The cloud is all about access. It’s about getting access on-demand, access to resources needed for your growing demands, and controlling who has access to your information. Everybody is talking about it, but is the cloud the right answer for your business needs? And if so, which one?
What is the Cloud, Anyway?
Essentially the cloud is a network of servers. However, it is important to understand what distinguishes clouds from virtualization, or you risk "cloud washing", when technology vendors label their product as a cloud when they're really just basic virtualization setups. Bluelock CTO Pat O’Day, a provider of public and private cloud services, says, “True cloud means the users, and not IT, get to control the performance of their applications based on the resources they allocate to them. That is where the cost savings is. Automating deployment and streamlining the human activity previously required to do daily tasks.”
Before deciding between a public or private cloud, it's important to understand what your business needs, and what will successfully propel it into the future. The ISACA recommends looking at cloud computing as a business strategy, not just as an IT project. Be sure to:
- Weigh both the value and opportunity costs
- Check potential conflicts with company culture and processes
- Confirm the right tools and skills are available to support it
- Put reporting mechanisms in place to measure the value and the risks
As more functions and applications are deemed critical, the more your final plan will cost, and the longer it will take to execute. A good way to think about what is truly critical is to consider what kind of damage will result if the application is not available for a period of time, in terms of revenue, brand damage, and regulatory compliance.
Keep in mind, the risk of cloud adoption may be inconsequential when compared with the potential that effective and strategic use of cloud computing can bring.
There are several options available, depending on your needs.
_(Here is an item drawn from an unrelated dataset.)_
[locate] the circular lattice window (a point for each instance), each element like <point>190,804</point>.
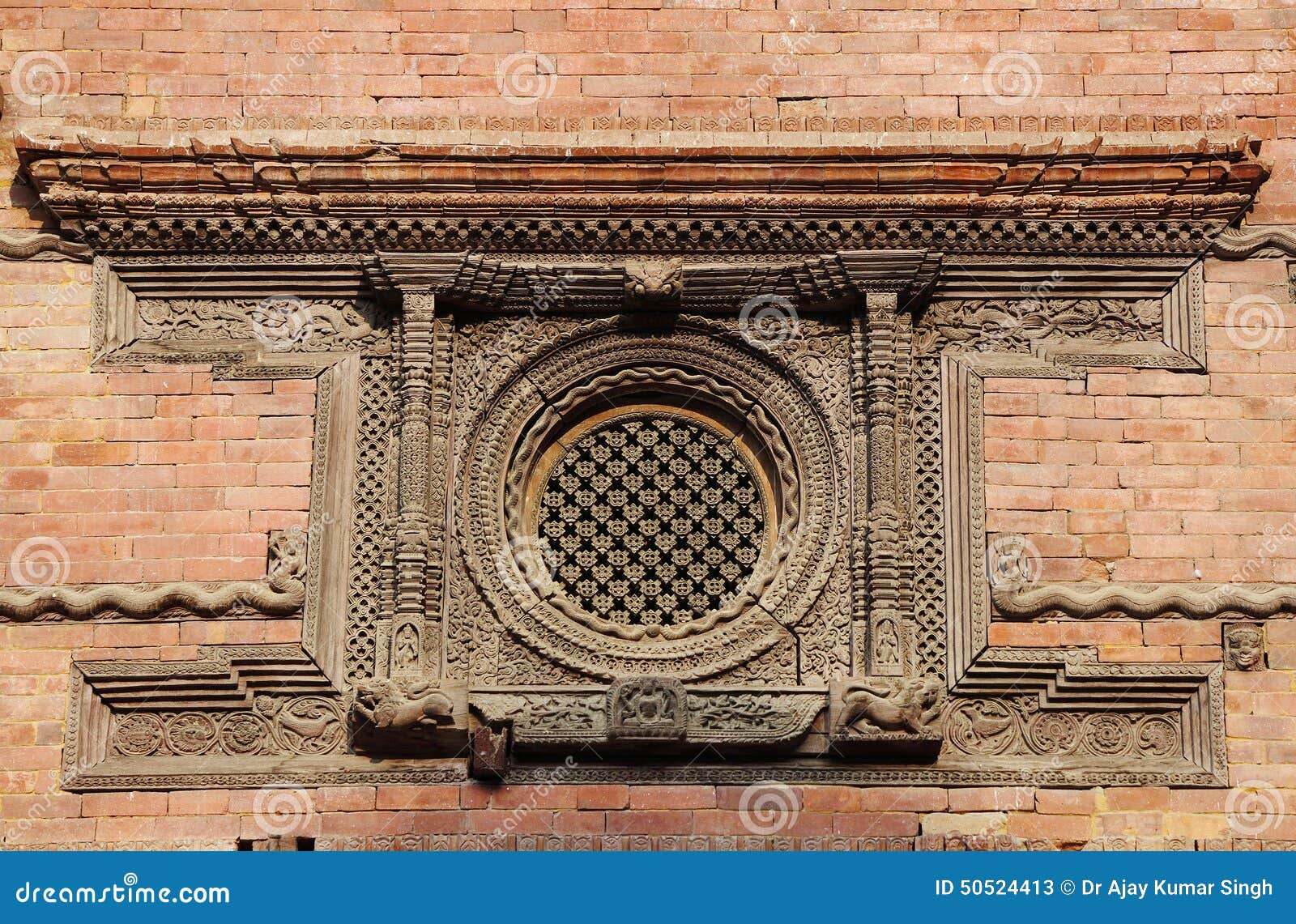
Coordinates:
<point>652,520</point>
Essentially, the public cloud is external to the consumers’ organizations, while private clouds are operated exclusively for a single organization. A community cloud is similar to a private cloud, but the exclusivity of infrastructure and computational resources is for two or more organizations that have common privacy, security, and regulatory considerations. Hybrid clouds are more complex, since they involve a composition of two or more clouds (private, community, or public). Here we will discuss two options in more detail, the private and public cloud.
The Public Cloud
With the public cloud, a service provider makes resources, such as applications and storage, available to the general public over the Internet. Public cloud services may be free or offered on a pay-per-usage model. Examples of public clouds include Amazon Elastic Compute Cloud (EC2), IBM's Blue Cloud, Sun Cloud, Google AppEngine and Windows Azure Services Platform.
The main benefits of using a public cloud service are:
- Easy and inexpensive set-up
- Scalability to meet needs
- No wasted resources because you pay for what you use
The public cloud offers the highest level of scalability because companies can leverage the large pool of resources supported by shared environments. You don't get to determine your own security provisions, and a breach can still cause compliance violations. In theory, the public cloud could be more reliable because it leverages a larger pool of computing resources that eliminates single points of failure. However, it perceived as less secure because the infrastructure belongs to the provider.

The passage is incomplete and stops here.